The most common critique in comments on blogs and news articles is that “sales were increasing anyway because of (digital growth) (new digital channels) (blockbusters released in January) (insert your favorite reason you think sales would have grown here).”  I suppose people think that as economists we would not have thought of this.

I thought I’d explain the actual methodology of the study below and why it accounts for this… in other words, why you might find it compelling.  But I’ll do so by analogy without any econometrics equations.

What A Bad Study Would Look Like:

Imagine you wanted to know the effectiveness of a new medicine in treating the common cold.  And imagine you had a good way to measure how bad a patient’s symptoms were each day.  If you just took 100 people who had had the cold for 4 days and gave them your pill, and 2 days later they were all very improved, you could hardly release this as a study.  People would (rightfully) say “colds usually last about 4 days, your patients all would have been recovering anyway!  You guys are hacks (paid for by big pharmaceuticals).”  That would be the equivalent of simply asking how sales changed around the world after the Megaupload shutdown.  This is what people are claiming we did.  It’s also precisely what we say in our half page abstract that we did not do.  So this blog post is to provide some more information to people whose response to our paper is “correlation is not causation.”

What Our Study Actually Did:

What you would really like is to split the patients randomly into two groups of 50, give half of them the medicine and give the other half an identical looking sugar pill.  Then ask how the “treated” group compares in 2 days to the “control” group that got the sugar pill.  That would be a reasonable study.  As scientists, we would have loved it if the government randomly picked half the countries in the world to completely block access to Megaupload and left it untouched in the other countries – we could ask how sales changed in the (randomly chosen) blocked countries compared to the unblocked.  If a new release came out in January that boosted sales, it would boost sales in both sets of countries so our estimate of the effect of the shutdown would not be biased.  Even if you think that the new release came out in some countries but not others (in January), since they were chosen at random it should be coming out in approximately equal numbers of blocked and unblocked countries.  That would be a great way to get a good estimate of the impact.  The unblocked countries give you an estimate of how sales would have changed if not for the shutdown, and any change in the blocked countries over and above this might be attributed to the shutdown.  Like a medical trial with control and treatment groups.
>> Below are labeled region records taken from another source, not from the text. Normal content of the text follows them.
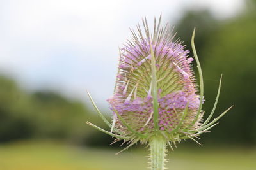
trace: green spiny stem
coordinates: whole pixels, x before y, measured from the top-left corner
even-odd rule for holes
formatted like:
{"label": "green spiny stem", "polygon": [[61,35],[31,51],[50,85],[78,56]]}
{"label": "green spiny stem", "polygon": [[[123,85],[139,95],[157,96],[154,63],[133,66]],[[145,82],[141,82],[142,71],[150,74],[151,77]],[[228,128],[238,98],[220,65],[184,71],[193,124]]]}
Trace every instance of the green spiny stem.
{"label": "green spiny stem", "polygon": [[154,136],[149,143],[152,170],[163,170],[166,152],[166,139],[161,135]]}

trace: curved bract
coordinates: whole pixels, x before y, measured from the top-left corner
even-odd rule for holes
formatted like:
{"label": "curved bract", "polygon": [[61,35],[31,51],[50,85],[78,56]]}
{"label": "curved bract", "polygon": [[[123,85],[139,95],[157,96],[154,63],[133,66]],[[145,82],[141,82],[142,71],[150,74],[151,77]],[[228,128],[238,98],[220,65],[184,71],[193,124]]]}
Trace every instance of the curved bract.
{"label": "curved bract", "polygon": [[113,113],[111,124],[99,111],[103,121],[111,128],[106,131],[91,123],[89,125],[104,132],[124,139],[130,145],[148,143],[156,136],[174,143],[191,139],[207,132],[231,108],[210,122],[220,95],[221,77],[212,111],[202,121],[204,83],[195,45],[192,49],[199,72],[200,92],[193,76],[191,63],[179,40],[166,25],[161,26],[161,17],[155,24],[153,34],[147,20],[143,20],[144,32],[137,27],[131,31],[132,39],[120,49],[119,65],[115,92],[108,101]]}

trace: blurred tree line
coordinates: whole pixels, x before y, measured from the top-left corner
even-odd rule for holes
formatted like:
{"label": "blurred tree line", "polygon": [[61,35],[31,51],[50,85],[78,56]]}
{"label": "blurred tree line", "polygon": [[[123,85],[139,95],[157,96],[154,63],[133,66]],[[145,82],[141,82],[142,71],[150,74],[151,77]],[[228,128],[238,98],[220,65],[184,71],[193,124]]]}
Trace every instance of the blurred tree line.
{"label": "blurred tree line", "polygon": [[83,143],[92,132],[85,122],[95,118],[79,101],[51,92],[30,94],[0,76],[0,142],[34,138]]}
{"label": "blurred tree line", "polygon": [[[221,74],[223,83],[215,117],[234,105],[204,140],[256,144],[255,2],[248,1],[247,9],[230,20],[217,21],[207,11],[191,11],[178,23],[177,36],[191,52],[191,34],[196,27],[195,45],[205,83],[205,117],[213,106]],[[196,67],[195,70],[196,73]]]}
{"label": "blurred tree line", "polygon": [[[193,29],[196,27],[195,43],[205,83],[205,117],[213,106],[221,73],[223,85],[215,117],[234,105],[211,135],[202,136],[202,143],[256,143],[255,1],[248,1],[248,9],[231,20],[218,21],[207,10],[191,11],[176,24],[177,37],[189,49]],[[28,93],[13,80],[0,76],[0,142],[46,138],[109,145],[113,139],[85,125],[86,120],[104,127],[79,101],[55,92]]]}

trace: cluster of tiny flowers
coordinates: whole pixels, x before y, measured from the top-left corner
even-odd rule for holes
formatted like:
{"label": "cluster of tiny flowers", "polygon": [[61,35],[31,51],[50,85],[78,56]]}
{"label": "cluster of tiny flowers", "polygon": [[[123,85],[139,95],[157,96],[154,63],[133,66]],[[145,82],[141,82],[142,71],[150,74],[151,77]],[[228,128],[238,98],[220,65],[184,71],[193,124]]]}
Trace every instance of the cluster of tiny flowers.
{"label": "cluster of tiny flowers", "polygon": [[[149,135],[154,131],[150,48],[156,59],[159,130],[168,136],[177,127],[195,131],[200,125],[201,114],[191,124],[200,105],[191,68],[193,59],[179,41],[173,41],[172,32],[165,31],[164,34],[159,32],[152,39],[144,38],[139,29],[138,37],[133,34],[133,43],[129,41],[120,49],[115,92],[108,101],[113,111],[113,125],[125,136],[132,136],[132,132],[116,114],[136,132]],[[187,105],[188,111],[180,125]],[[185,133],[180,132],[180,135]]]}

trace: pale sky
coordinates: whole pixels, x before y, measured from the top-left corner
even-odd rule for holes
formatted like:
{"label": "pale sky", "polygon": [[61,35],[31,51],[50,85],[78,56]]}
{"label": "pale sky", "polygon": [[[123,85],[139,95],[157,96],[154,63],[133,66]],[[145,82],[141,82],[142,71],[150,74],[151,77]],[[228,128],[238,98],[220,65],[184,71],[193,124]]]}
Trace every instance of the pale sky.
{"label": "pale sky", "polygon": [[232,17],[242,0],[1,0],[0,72],[28,90],[52,89],[100,107],[112,95],[118,46],[146,16],[162,13],[175,26],[186,9],[209,8],[219,19]]}

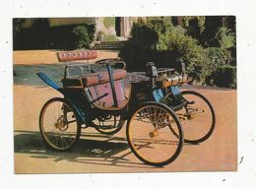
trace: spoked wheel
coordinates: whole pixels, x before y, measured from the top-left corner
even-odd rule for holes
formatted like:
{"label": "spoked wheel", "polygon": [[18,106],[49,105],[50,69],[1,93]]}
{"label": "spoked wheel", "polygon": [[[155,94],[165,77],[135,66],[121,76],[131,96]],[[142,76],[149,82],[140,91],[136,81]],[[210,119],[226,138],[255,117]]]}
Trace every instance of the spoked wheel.
{"label": "spoked wheel", "polygon": [[[107,117],[98,117],[94,121],[95,129],[102,134],[113,135],[119,132],[124,124],[124,119],[121,115],[108,115]],[[99,128],[103,126],[105,128]]]}
{"label": "spoked wheel", "polygon": [[134,155],[155,166],[172,162],[183,146],[183,132],[175,113],[166,105],[154,101],[142,103],[137,108],[127,123],[126,134]]}
{"label": "spoked wheel", "polygon": [[209,139],[215,129],[215,111],[210,101],[201,94],[193,91],[181,92],[186,105],[176,115],[182,124],[185,142],[202,143]]}
{"label": "spoked wheel", "polygon": [[81,134],[77,114],[69,102],[60,97],[51,98],[43,105],[39,128],[47,146],[58,151],[71,149]]}

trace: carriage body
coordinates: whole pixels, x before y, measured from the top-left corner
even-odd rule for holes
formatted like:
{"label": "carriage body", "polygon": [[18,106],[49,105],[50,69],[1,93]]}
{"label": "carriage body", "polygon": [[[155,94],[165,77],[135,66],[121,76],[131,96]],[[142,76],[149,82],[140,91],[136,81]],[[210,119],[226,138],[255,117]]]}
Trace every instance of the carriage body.
{"label": "carriage body", "polygon": [[[95,64],[80,62],[96,59],[96,51],[60,52],[57,55],[60,62],[66,63],[62,87],[57,86],[45,74],[37,73],[41,80],[64,96],[48,100],[40,112],[40,132],[50,148],[61,151],[71,149],[78,141],[82,128],[94,127],[103,134],[115,134],[127,122],[128,144],[142,161],[159,166],[170,163],[178,157],[184,138],[180,119],[174,111],[183,107],[187,110],[187,105],[191,102],[179,91],[179,86],[187,81],[185,73],[178,74],[171,68],[157,69],[153,64],[147,66],[146,72],[127,73],[125,63],[119,59],[103,59]],[[60,142],[55,139],[52,141],[52,130],[47,132],[44,128],[45,111],[54,101],[62,103],[59,110],[61,113],[53,116],[56,120],[52,124]],[[213,113],[213,109],[211,111]],[[190,113],[187,111],[182,116],[187,119]],[[70,124],[74,122],[76,129],[68,132]],[[145,126],[141,127],[142,125]],[[143,139],[133,138],[133,135],[145,133],[147,125],[150,129]],[[68,134],[62,136],[62,132]],[[213,126],[207,136],[200,140],[206,140],[212,132]],[[165,139],[160,138],[160,133]],[[67,135],[69,140],[66,141]],[[171,139],[170,136],[174,138]],[[157,145],[157,138],[160,138],[159,143],[163,146],[156,147],[155,153],[144,155],[144,152],[138,152],[137,146],[145,146],[141,143],[146,138],[149,138],[144,142],[146,146]],[[168,146],[168,152],[166,144],[173,141],[175,145]],[[151,149],[155,148],[149,148],[150,151]],[[152,157],[159,153],[162,155],[160,159]]]}

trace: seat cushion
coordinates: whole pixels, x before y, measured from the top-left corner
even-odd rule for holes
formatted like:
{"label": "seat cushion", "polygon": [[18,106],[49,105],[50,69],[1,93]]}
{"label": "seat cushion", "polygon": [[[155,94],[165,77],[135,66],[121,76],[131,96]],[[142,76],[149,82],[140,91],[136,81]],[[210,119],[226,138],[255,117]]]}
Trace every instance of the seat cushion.
{"label": "seat cushion", "polygon": [[[126,71],[116,69],[113,71],[112,76],[114,81],[124,79],[126,77]],[[93,73],[87,76],[82,76],[81,80],[84,87],[90,87],[90,86],[108,83],[109,76],[108,76],[108,72],[104,71],[104,72]]]}

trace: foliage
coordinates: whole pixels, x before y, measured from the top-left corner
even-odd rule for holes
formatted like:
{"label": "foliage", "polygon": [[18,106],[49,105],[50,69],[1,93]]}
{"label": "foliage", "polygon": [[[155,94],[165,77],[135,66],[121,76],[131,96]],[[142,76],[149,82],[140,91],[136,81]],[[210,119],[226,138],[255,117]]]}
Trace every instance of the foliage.
{"label": "foliage", "polygon": [[95,27],[80,25],[72,31],[77,48],[89,48],[95,37]]}
{"label": "foliage", "polygon": [[105,28],[107,28],[107,29],[114,27],[115,18],[114,17],[105,17],[103,19],[103,24],[104,24]]}
{"label": "foliage", "polygon": [[129,71],[142,70],[147,61],[152,61],[151,54],[157,48],[158,33],[139,19],[133,25],[131,35],[119,56],[127,63]]}
{"label": "foliage", "polygon": [[212,74],[213,83],[218,87],[236,88],[236,66],[223,66]]}
{"label": "foliage", "polygon": [[117,37],[114,34],[103,34],[102,41],[117,41]]}
{"label": "foliage", "polygon": [[234,33],[227,28],[222,27],[215,35],[219,46],[222,48],[231,48],[235,45]]}

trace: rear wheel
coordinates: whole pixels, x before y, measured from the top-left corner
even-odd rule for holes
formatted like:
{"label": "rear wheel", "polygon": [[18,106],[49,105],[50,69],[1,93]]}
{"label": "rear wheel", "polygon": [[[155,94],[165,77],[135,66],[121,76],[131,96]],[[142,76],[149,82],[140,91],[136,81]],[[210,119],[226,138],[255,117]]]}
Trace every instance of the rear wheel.
{"label": "rear wheel", "polygon": [[[183,108],[175,111],[182,124],[185,142],[202,143],[214,132],[216,116],[210,101],[201,94],[193,91],[181,92],[185,99]],[[166,97],[168,97],[167,94]],[[178,137],[178,134],[176,134]]]}
{"label": "rear wheel", "polygon": [[104,118],[96,118],[94,124],[96,125],[95,129],[99,133],[113,135],[122,129],[124,122],[125,120],[121,115],[109,115]]}
{"label": "rear wheel", "polygon": [[49,99],[39,116],[40,133],[47,146],[58,151],[71,149],[81,134],[77,118],[67,100],[61,97]]}
{"label": "rear wheel", "polygon": [[183,146],[183,132],[175,113],[166,105],[154,101],[137,108],[127,123],[126,134],[134,155],[155,166],[172,162]]}

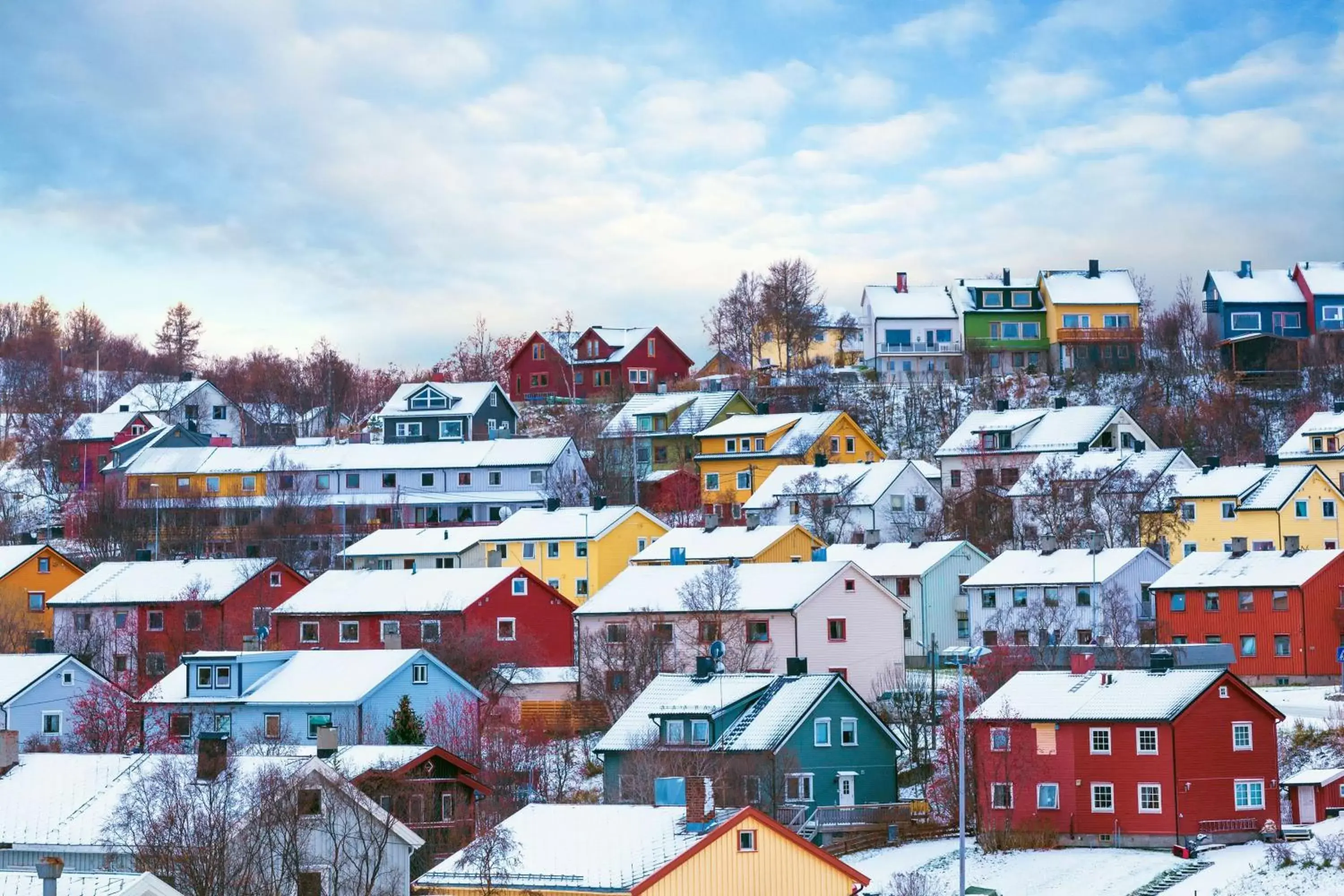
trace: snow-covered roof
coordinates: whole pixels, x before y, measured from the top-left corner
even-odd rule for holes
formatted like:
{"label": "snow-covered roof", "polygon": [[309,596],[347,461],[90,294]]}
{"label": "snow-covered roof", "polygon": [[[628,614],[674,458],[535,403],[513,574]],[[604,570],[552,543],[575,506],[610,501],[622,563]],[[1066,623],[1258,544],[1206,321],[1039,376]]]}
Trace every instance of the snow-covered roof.
{"label": "snow-covered roof", "polygon": [[167,426],[157,414],[145,411],[110,411],[102,414],[81,414],[75,422],[66,427],[63,439],[69,442],[106,441],[122,431],[137,416],[144,415],[149,429]]}
{"label": "snow-covered roof", "polygon": [[1054,305],[1138,305],[1134,281],[1124,267],[1102,270],[1097,277],[1089,277],[1086,270],[1046,270],[1040,277]]}
{"label": "snow-covered roof", "polygon": [[[1090,672],[1019,672],[993,692],[972,719],[1020,721],[1164,720],[1179,716],[1226,669],[1146,669]],[[1102,676],[1111,684],[1102,684]]]}
{"label": "snow-covered roof", "polygon": [[1288,787],[1298,785],[1328,785],[1339,778],[1344,778],[1344,768],[1304,768],[1296,775],[1289,775],[1278,783]]}
{"label": "snow-covered roof", "polygon": [[191,394],[206,386],[210,380],[169,380],[167,383],[140,383],[129,392],[103,408],[105,414],[116,414],[122,406],[128,411],[171,411],[177,407]]}
{"label": "snow-covered roof", "polygon": [[[276,607],[280,615],[461,613],[517,567],[328,570]],[[539,587],[535,582],[532,587]]]}
{"label": "snow-covered roof", "polygon": [[883,541],[872,548],[832,544],[827,548],[827,560],[848,560],[878,579],[918,578],[962,549],[968,556],[980,553],[969,541],[925,541],[919,547],[911,547],[909,541]]}
{"label": "snow-covered roof", "polygon": [[[449,399],[452,407],[448,408],[419,408],[411,410],[409,407],[411,395],[415,395],[421,390],[431,388]],[[402,383],[392,392],[392,396],[387,399],[383,407],[378,411],[376,416],[434,416],[437,414],[456,414],[456,415],[472,415],[481,410],[481,406],[489,399],[491,392],[499,390],[499,394],[504,398],[504,402],[517,412],[517,406],[509,400],[508,394],[500,388],[499,383],[495,382],[473,382],[473,383],[435,383],[431,380],[425,380],[422,383]]]}
{"label": "snow-covered roof", "polygon": [[1218,297],[1227,304],[1306,304],[1290,270],[1253,270],[1250,277],[1242,277],[1239,270],[1210,270],[1204,277],[1214,281]]}
{"label": "snow-covered roof", "polygon": [[1095,555],[1085,548],[1060,548],[1051,553],[1004,551],[966,579],[965,584],[992,588],[1013,584],[1103,583],[1144,555],[1150,555],[1150,559],[1163,566],[1167,564],[1148,548],[1103,548]]}
{"label": "snow-covered roof", "polygon": [[[718,823],[731,823],[737,811],[718,810]],[[708,834],[687,830],[684,806],[614,803],[528,803],[499,827],[517,844],[508,887],[547,892],[629,892]],[[417,885],[476,889],[480,876],[470,864],[458,868],[461,856],[449,856]]]}
{"label": "snow-covered roof", "polygon": [[614,504],[601,510],[587,506],[523,508],[509,514],[507,520],[491,527],[482,541],[544,541],[547,539],[599,539],[613,527],[632,516],[642,516],[667,528],[656,516],[644,508]]}
{"label": "snow-covered roof", "polygon": [[48,606],[77,603],[163,603],[204,600],[216,603],[276,560],[136,560],[99,563],[58,594]]}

Unfortunately we didn’t have that experiment.  But we had something that is similar and equally valid.  Imagine that you couldn’t give any of your patients pure sugar pills but you could give some patients pills that were 80% medicine and 20% sugar.  And you could give some patients pills that were 60% medicine and 40% sugar.  And some patients pills that were 20% medicine and 80% sugar.  Imagine that before you gave them the pills, all groups of patients were recovering or not recovering at equal rates.  So you have evidence that they are all following about the same recovery track.  Then, immediately after you give them the pills, the people who got the 80% medicine pill have the highest amount of recovery.  And the people who got the 60% medicine pill have reasonably high (but not as high) recovery.  And the people who got the 20% medicine pill have the lowest amount of recovery.  Given that the groups were following the same trend before hand you would have expected them to continue to do so, but *immediately* after getting the pill you observed a strong significant positive correlation between” recovery” and “% medicine in the pill”.  Would you not think that the most likely explanation for this was that the medicine has a causal effect treating the cold?  That’s why we call our correlation a causal impact.

Our situation was analogous.  After controlling for various variables (including Christmas), we found that countries with high Megaupload use had similar sales trends to countries with low Megaupload use before the shutdown (the levels of sales were different, but the time trends were the same).  Immediately after the shutdown, the sale changes were no longer the same.  The sales change was positively correlated with the pre-shutdown amount of Megaupload use.  Countries with high pre-shutdown Megaupload adoption had higher sales growth (or less loss) than countries with low adoption.  Would you not now say that the most logical explanation for this immediate change from no correlation to a correlation is that the Megaupload shutdown causally affected sales?

Is This 100% Proof?

Of course it is not 100% proven.  Perhaps lots of invisible fairies *just happened to appear in January 2012* in countries with high Megaupload use and told consumers to start buying more movies.  And some fairies appeared in medium Megaupload countries and told consumers to start buying a few more movies.  And no such fairies appeared in low Megaupload countries.  But how likely is this counter-explanation?  Can you come up with a counter-explanation that is more likely than faeries?  If so, please post here – we love exploring alternate theories to see if they could explain our findings or not.  We want to know the truth.  We just can’t think of any reasonably likely counter-explanations yet.  (except the movie fairies!)

Validity:

This methodology, known as a difference-in-difference technique that exploits treatment intensity, is a very common methodology used in economics and is the basis for many studies in very highly ranked peer-reviewed journals.  By the way, when we requested the data from the studios, we did not tell them our methodology.  We don’t believe they tampered with the data (or we wouldn’t publish).  But even if they hypothetically would have chosen to, they would have had to falsely increase their sales in countries like Spain and France (high Megaupload adoption) while lowering (or not changing) their sales in countries like the US and UK (low Megaupload countries).  That’s the only way one could hypothetically fake data to produce our results.  Since they did not know what our methodology was, that hardly seems like the manner in which one would tamper with data, right?  Lowering or ignoring sales in the US?

About these ads

From → Uncategorized

3 Comments
  1. Brett,

    Thanks for this explanation – it helps people like me who managed to avoid statistics every time some professor tried to sneak it into a college course I was taking.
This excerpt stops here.